Hurry up and wait and wait and wait. That was the prevailing theme at the 11th Annual Budweiser Superfest at RFK Stadium Saturday night. While most of the acts scurried on and off stage, the crowd had to endure one long delay after another.

In fact, so super-sluggish was the pacing of the six-hour marathon that by 10:30 p.m., 3 1/2 hours after the scheduled start of the show, the unusually patient audience had heard only two 30-minute sets by Toni! Tony! Tone! and Bell Biv DeVoe. No explanations for the delays were offered and no apologies were made. All that punctuated the hours of recorded music heard throughout the evening was an announcement that Mayor Marion Barry was in the audience, which generated a rousing ovation, and a voice asking over the P.A. system, "D.C.! Are You Ready?" Ready? By the time headliner Luther Vandross made his post-midnight appearance, under then rainy, lightning-scorched skies, the crowd was nearly ready for the Redskins to resume play.

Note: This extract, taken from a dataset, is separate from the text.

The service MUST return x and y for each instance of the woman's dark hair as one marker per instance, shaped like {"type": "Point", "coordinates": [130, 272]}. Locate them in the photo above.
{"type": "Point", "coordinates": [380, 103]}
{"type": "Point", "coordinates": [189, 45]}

Vandross, having lost a great deal of weight in the last year, looked every bit as good as he sounded, though there was no hiding the fact that he was concerned with the weather. So much so, in fact, that when lightning flashed near the end of his classic romantic ballad "Here and Now," he echoed the crowd's sentiments by declaring, "It scares me too." And apparently it did, for moments later the singer abruptly capped his brief and unexceptional set. Stephanie Mills, who had been scheduled to precede Vandross but was moved so the headliner wouldn't be rained out, followed with a token 10-minute performance before dashing off as the rain increased and the audience dwindled.

Earlier, however, Oakland's Toni! Tony! Tone! and the New Edition spinoff Bell Biv DeVoe displayed great hip-hop energy and promise. Both groups set the crowd into delirious motion with a series of vigorously and imaginatively choreographed dance tracks, from the former band's kinetic version of "The Blues" to the latter's current smash "Poison." The tireless and long underrated Frankie Beverly and Maze, the one band that played a full hour, was also impressive, especially when the funk group reprised its early hits and enlisted the crowd's voices on its Nelson Mandela-inspired encore.